Common Mistakes When Building Analytics Platforms: "I need real-time data"

Posted on March 19, 2013 by Tim Rosenblatt

Business is moving faster than it used to. This is a cliche, and you're probably rolling your eyes that I started a blog post with that line. But it's important to keep in mind, because of what I'm about to tell you.

Because things do move faster than they used to, any opportunity to be faster than the competition is viewed as good, to the point that real-time is what everyone aspires to, with good reason -- even faster-than-real-time is coming in a sense.

Knowing what's going on right now means you can make better decisions, and that's the whole point of an analytics platform.

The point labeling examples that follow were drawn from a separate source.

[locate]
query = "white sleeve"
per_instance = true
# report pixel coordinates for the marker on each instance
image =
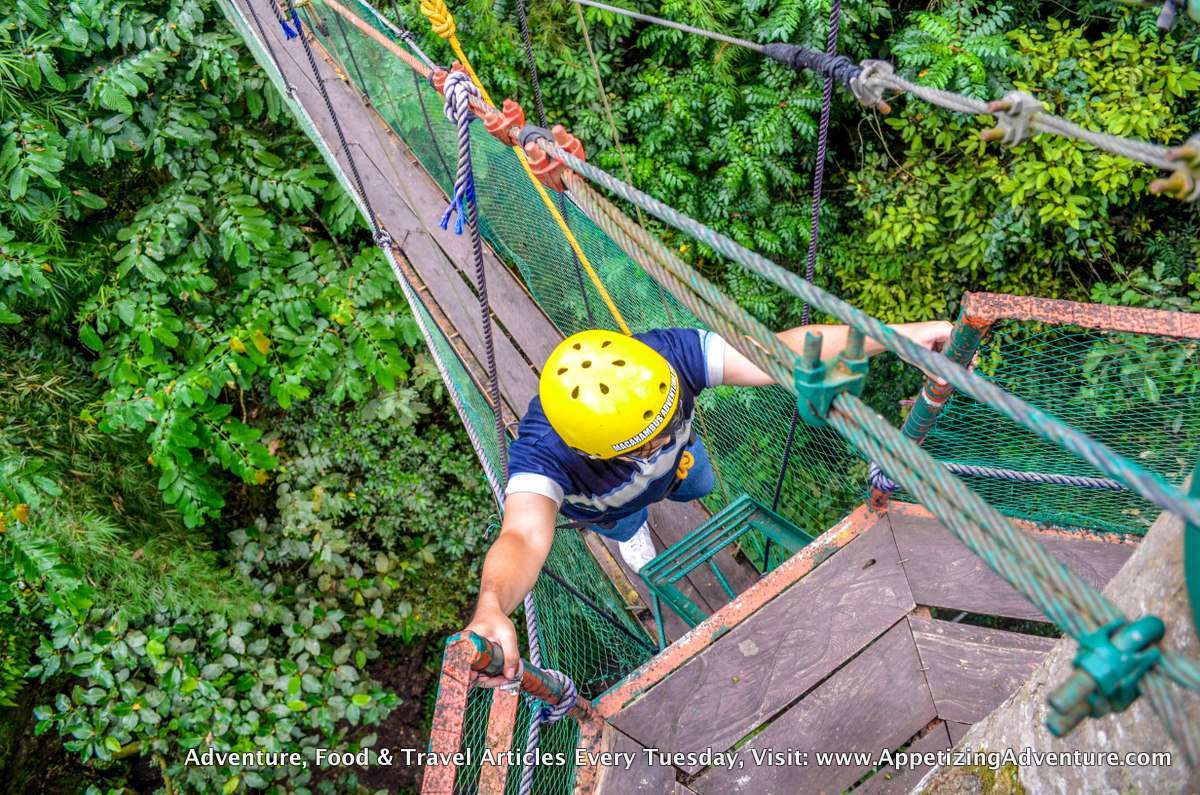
(713, 346)
(534, 483)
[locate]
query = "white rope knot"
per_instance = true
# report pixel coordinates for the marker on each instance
(555, 712)
(869, 84)
(459, 91)
(1014, 115)
(1185, 183)
(879, 479)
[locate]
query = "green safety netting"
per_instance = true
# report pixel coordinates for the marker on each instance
(1134, 392)
(1137, 393)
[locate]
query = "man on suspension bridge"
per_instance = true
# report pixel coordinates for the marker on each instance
(609, 435)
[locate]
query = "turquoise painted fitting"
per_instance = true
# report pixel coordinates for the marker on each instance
(817, 384)
(1109, 665)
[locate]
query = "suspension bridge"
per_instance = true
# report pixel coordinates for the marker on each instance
(849, 585)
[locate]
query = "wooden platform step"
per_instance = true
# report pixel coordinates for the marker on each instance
(849, 659)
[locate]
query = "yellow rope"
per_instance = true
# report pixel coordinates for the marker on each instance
(443, 24)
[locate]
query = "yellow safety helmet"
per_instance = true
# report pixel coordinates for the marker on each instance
(606, 393)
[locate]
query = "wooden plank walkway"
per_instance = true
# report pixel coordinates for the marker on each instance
(785, 649)
(972, 669)
(847, 659)
(877, 700)
(943, 573)
(408, 202)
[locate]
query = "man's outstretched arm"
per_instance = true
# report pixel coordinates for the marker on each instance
(510, 571)
(741, 371)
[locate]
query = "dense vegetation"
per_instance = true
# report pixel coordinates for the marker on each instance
(232, 485)
(232, 491)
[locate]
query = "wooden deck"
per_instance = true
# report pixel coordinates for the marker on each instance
(439, 266)
(846, 659)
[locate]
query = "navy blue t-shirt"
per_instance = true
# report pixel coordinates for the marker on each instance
(591, 490)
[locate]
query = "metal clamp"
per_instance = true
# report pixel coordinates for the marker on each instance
(1109, 665)
(817, 384)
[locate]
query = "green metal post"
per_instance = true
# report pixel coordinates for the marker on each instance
(964, 344)
(1192, 555)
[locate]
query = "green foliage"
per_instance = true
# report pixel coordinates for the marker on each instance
(183, 681)
(960, 47)
(385, 508)
(16, 646)
(948, 213)
(83, 515)
(214, 279)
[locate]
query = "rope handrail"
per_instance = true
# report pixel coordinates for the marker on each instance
(1063, 597)
(1145, 483)
(1071, 602)
(1101, 456)
(1018, 114)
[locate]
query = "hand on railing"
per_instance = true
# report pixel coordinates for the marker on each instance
(552, 687)
(492, 626)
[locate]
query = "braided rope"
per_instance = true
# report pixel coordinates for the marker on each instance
(870, 78)
(880, 480)
(459, 90)
(539, 106)
(1062, 596)
(810, 269)
(289, 90)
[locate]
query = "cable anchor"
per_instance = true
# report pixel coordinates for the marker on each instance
(1109, 665)
(501, 123)
(817, 384)
(546, 168)
(1014, 115)
(1185, 181)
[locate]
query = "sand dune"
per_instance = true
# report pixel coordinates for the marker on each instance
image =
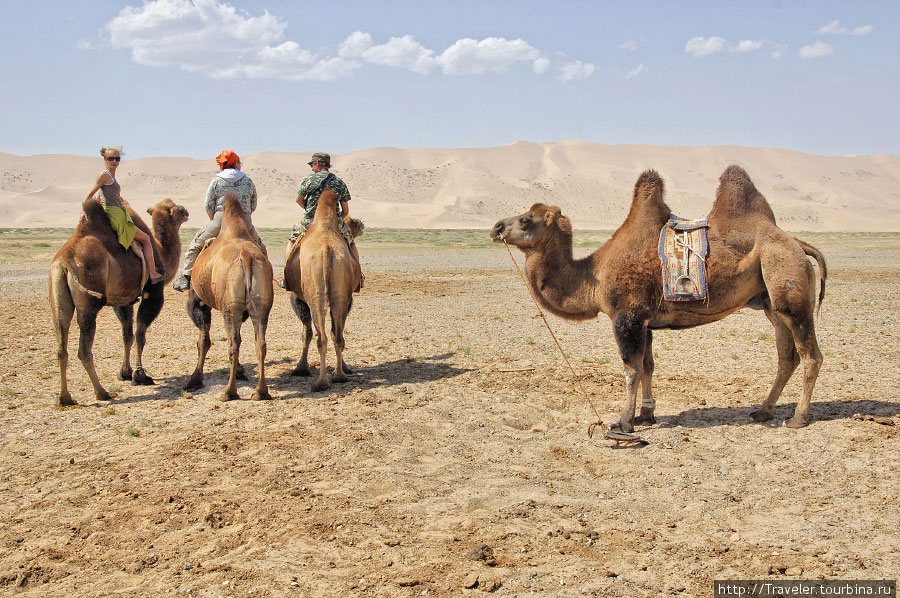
(473, 187)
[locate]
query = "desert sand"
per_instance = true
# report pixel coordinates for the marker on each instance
(472, 188)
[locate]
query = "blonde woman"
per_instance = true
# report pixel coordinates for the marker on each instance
(119, 217)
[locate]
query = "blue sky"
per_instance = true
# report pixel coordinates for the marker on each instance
(187, 78)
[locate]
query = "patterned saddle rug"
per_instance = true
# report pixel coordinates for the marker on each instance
(683, 247)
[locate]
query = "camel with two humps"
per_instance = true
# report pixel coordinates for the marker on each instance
(232, 275)
(93, 270)
(751, 263)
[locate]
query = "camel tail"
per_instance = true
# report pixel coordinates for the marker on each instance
(247, 267)
(823, 270)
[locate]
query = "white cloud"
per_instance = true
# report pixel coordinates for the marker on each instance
(835, 28)
(576, 70)
(403, 52)
(214, 38)
(816, 50)
(355, 44)
(540, 65)
(635, 71)
(747, 45)
(702, 46)
(470, 57)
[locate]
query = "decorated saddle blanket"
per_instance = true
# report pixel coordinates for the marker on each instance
(683, 248)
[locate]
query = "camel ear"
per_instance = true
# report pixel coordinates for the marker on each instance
(551, 216)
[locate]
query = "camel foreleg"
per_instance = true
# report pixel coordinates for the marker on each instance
(301, 308)
(63, 309)
(201, 316)
(788, 360)
(260, 323)
(630, 331)
(338, 319)
(87, 322)
(811, 357)
(148, 310)
(233, 332)
(126, 318)
(648, 403)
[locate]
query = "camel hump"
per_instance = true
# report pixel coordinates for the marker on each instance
(647, 204)
(738, 195)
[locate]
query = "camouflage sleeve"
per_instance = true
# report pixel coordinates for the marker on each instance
(343, 192)
(304, 186)
(210, 205)
(253, 196)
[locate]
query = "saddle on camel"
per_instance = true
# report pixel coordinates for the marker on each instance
(234, 276)
(321, 275)
(93, 269)
(750, 263)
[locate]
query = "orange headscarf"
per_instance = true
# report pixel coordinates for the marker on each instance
(227, 158)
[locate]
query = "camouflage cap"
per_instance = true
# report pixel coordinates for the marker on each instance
(321, 157)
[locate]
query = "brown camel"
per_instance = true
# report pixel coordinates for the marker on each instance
(92, 270)
(321, 272)
(233, 275)
(751, 263)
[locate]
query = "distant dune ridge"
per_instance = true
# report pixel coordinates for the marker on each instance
(473, 187)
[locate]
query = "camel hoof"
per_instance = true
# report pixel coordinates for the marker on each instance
(645, 418)
(141, 378)
(623, 426)
(796, 422)
(194, 384)
(761, 416)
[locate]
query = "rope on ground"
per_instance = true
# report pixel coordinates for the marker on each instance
(599, 423)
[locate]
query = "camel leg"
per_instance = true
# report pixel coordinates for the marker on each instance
(148, 310)
(808, 347)
(233, 330)
(87, 322)
(338, 318)
(318, 318)
(648, 403)
(630, 332)
(201, 316)
(62, 309)
(788, 360)
(302, 310)
(126, 318)
(260, 323)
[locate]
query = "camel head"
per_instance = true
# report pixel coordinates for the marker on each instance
(169, 212)
(533, 229)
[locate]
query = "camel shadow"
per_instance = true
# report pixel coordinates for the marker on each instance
(383, 375)
(710, 417)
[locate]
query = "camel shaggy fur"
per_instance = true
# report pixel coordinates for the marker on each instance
(92, 270)
(233, 275)
(751, 263)
(321, 274)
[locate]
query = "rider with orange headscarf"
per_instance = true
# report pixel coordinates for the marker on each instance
(229, 179)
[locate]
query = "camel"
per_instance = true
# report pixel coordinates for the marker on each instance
(92, 270)
(752, 263)
(322, 273)
(233, 275)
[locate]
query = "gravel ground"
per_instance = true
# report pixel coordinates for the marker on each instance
(456, 461)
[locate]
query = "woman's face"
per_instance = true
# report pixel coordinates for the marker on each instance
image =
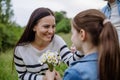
(75, 38)
(45, 29)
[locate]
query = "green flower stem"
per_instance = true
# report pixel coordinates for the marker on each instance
(51, 67)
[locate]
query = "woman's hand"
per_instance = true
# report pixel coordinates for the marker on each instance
(73, 48)
(50, 75)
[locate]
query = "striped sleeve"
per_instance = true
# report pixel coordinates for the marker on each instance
(23, 74)
(67, 56)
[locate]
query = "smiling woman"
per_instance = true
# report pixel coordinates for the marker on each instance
(38, 37)
(22, 10)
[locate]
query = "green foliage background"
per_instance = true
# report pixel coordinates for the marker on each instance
(10, 33)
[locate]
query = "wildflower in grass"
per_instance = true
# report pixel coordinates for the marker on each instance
(51, 58)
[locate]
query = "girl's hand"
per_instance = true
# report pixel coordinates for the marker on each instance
(73, 48)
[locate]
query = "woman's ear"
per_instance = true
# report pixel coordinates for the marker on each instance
(83, 34)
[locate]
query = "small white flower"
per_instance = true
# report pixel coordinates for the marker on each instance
(51, 58)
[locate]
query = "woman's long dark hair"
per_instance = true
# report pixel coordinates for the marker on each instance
(103, 35)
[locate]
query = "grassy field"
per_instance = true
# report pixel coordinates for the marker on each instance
(6, 62)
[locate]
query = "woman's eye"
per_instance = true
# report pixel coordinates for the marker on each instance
(46, 26)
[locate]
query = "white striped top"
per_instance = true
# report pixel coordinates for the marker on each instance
(26, 58)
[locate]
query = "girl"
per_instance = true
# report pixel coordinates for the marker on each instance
(97, 38)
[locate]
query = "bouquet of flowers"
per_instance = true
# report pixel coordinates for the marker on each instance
(51, 58)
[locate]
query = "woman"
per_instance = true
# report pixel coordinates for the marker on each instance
(97, 38)
(38, 37)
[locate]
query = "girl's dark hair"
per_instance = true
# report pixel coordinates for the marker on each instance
(28, 34)
(105, 37)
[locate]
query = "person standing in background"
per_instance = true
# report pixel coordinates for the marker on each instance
(95, 35)
(112, 12)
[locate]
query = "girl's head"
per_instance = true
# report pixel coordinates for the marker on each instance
(91, 24)
(37, 17)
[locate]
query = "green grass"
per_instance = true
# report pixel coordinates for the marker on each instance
(7, 57)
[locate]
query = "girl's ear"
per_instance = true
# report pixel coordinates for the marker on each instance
(83, 34)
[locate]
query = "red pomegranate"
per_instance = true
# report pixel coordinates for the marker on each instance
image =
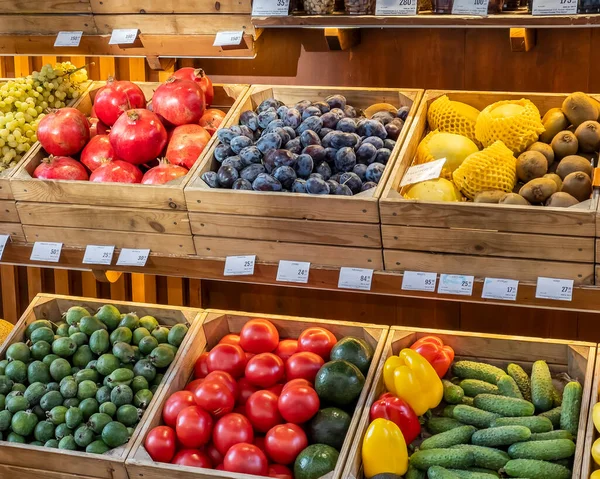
(179, 102)
(138, 136)
(60, 168)
(186, 144)
(64, 132)
(116, 98)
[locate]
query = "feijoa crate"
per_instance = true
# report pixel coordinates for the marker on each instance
(575, 358)
(324, 230)
(215, 325)
(78, 213)
(23, 460)
(502, 241)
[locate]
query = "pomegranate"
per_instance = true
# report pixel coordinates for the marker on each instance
(138, 136)
(116, 171)
(60, 168)
(64, 132)
(186, 144)
(116, 98)
(179, 102)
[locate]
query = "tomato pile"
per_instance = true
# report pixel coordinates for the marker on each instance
(128, 141)
(264, 406)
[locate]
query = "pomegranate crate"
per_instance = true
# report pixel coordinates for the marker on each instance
(575, 358)
(215, 325)
(23, 460)
(79, 213)
(502, 241)
(329, 230)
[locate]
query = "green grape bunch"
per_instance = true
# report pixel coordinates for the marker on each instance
(24, 101)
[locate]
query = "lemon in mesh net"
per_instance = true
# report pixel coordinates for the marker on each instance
(493, 168)
(516, 123)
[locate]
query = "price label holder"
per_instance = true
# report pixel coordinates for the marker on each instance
(456, 284)
(293, 271)
(554, 288)
(43, 251)
(498, 288)
(133, 257)
(239, 265)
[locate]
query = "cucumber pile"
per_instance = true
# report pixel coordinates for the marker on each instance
(500, 422)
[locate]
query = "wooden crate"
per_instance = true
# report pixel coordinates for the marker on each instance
(338, 230)
(79, 213)
(519, 242)
(215, 325)
(32, 461)
(573, 357)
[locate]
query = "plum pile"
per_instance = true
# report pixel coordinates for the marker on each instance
(321, 148)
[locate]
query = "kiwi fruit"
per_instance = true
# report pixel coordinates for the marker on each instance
(578, 185)
(530, 165)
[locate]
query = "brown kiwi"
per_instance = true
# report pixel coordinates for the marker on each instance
(578, 185)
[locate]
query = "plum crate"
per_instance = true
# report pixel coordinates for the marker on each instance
(321, 229)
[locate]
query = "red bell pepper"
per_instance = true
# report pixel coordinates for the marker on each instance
(437, 354)
(399, 412)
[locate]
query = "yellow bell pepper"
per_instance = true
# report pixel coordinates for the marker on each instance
(384, 449)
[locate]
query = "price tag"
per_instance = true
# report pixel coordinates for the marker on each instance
(554, 288)
(68, 39)
(424, 172)
(43, 251)
(293, 271)
(456, 284)
(419, 281)
(497, 288)
(97, 254)
(239, 265)
(355, 278)
(133, 257)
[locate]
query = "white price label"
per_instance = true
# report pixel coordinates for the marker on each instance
(68, 39)
(239, 265)
(98, 254)
(419, 281)
(498, 288)
(456, 284)
(293, 271)
(43, 251)
(554, 288)
(133, 257)
(355, 278)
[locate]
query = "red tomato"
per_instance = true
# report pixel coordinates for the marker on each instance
(176, 402)
(160, 444)
(232, 429)
(303, 365)
(261, 409)
(194, 427)
(228, 358)
(247, 459)
(259, 336)
(317, 340)
(284, 442)
(265, 370)
(298, 404)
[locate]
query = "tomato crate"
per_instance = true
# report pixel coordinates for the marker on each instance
(330, 230)
(79, 213)
(24, 460)
(215, 325)
(575, 358)
(493, 240)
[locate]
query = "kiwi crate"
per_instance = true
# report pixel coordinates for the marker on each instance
(30, 462)
(577, 359)
(79, 213)
(339, 230)
(502, 241)
(215, 325)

There is a catch when it comes to asking an engineer for real-time in an analytics platform, and it's a big one. Real-time data can be very expensive and is almost never needed when compared to the alternative of near-real-time.

The main thing you need to think about is called latency -- how long something takes to update.

If you can just wait 15 minutes for data to roll in, you'll save yourself a lot of money. If you can wait 4 or more hours for data to roll in, there's almost no added cost to make something perform at that level. For what it's worth, the system used in Target's faster-than-real-time system could easily have 24-hour latency. They're looking for long-term trends, not 5-second trends.

One of the other things to keep in mind: real-time is not all-or-nothing thing. Even within a single platform, different data sources can have different latencies. You can pick and choose -- if there's one data source that needs 5-minute updates, but there are four others that only need 24-hour updates, you can have it that way.